Born in Brasil, raised in Israel and currently living in New York City, Deborah Wasserman’s work explores the theme of travel as a framework to delve into questions of: home, identity, language belonging and destination.
“I wonder about the kind of ‘Master Narrative’ that we individually (and collectively) create as a way to comprehend the endless sequence of events, places and spaces which we call ‘life’ or ‘time’”, says Deborah. Perhaps if we allowed ourselves to observe things as they really are, we may catch a glimpse into the deeper mysteries life presents to us. Relinquishing the illusion of ‘knowing’, like a traveler exploring a new place, wandering aimlessly, may allows us the thrill of discovery.
Wasserman’s elongated paintings suggest ‘landscapes’ and when grouped together resemble vehicles moving through traffic or otherwise words arranged in sentences, whereas her smaller, rectangular paintings appear as punctuation marks. Combining acrylics oil, resin and collage she intermixes and juxtaposes images of airplanes, safety instructions, words, sentences, traffic signs and scenic imagery.
Her painterly approach is yet another example of merging distinct aesthetic languages (Abstraction, Figuration, Pop Art, Graphic Design) into a cohesive aesthetic proposition that surprisingly appears balanced and well resolved.
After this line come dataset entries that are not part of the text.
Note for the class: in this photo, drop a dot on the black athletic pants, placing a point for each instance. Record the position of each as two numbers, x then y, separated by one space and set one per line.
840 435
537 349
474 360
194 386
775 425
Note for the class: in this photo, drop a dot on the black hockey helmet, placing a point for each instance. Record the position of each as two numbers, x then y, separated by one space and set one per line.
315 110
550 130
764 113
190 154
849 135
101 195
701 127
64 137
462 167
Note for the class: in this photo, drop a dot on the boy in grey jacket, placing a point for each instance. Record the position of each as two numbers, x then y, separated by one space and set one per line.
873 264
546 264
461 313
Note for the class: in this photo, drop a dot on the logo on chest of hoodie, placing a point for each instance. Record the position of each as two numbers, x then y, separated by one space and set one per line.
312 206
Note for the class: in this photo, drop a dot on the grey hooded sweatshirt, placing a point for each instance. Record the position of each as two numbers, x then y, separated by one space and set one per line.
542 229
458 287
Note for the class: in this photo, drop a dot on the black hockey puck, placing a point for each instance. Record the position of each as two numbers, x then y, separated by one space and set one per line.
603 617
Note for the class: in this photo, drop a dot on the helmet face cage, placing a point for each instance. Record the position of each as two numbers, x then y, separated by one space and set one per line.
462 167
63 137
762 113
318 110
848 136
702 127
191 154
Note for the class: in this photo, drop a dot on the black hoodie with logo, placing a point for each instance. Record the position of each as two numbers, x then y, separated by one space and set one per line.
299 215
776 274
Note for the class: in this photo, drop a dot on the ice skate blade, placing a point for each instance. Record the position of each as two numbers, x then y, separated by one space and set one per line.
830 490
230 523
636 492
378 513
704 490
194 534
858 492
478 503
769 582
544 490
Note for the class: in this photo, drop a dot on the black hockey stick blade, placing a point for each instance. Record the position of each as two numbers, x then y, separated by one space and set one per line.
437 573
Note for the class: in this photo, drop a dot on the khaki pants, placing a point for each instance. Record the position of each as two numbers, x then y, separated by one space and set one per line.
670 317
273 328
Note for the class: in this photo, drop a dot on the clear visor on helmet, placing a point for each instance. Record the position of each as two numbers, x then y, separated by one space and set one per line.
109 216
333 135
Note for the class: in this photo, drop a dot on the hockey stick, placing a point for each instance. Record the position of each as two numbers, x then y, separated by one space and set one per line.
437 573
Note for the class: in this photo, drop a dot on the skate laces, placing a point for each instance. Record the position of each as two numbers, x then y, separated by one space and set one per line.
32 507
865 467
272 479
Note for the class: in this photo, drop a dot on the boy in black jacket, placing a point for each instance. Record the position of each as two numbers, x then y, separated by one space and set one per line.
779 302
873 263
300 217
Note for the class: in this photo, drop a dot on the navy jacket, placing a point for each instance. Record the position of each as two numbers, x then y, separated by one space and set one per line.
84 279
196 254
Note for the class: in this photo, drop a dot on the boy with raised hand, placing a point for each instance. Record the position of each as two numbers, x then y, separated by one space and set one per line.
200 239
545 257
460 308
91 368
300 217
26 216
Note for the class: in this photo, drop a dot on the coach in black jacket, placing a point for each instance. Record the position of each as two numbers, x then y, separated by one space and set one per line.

These juxtapositions create a mystifying story that almost exists in the space between these paintings. Utilizing both English and Hebrew she touches upon her multifaceted cultural experience as well as the binary opposition inherent in the language of travel; here and there, coming and going, arrivals and departures.
In that ambiguous space is where Wasserman’s work operates, maybe suggesting that the movement of time is in fact circular, repetitious and surprisingly simultaneous. In that circular movement of time, yearning and receiving meet and travel becomes still.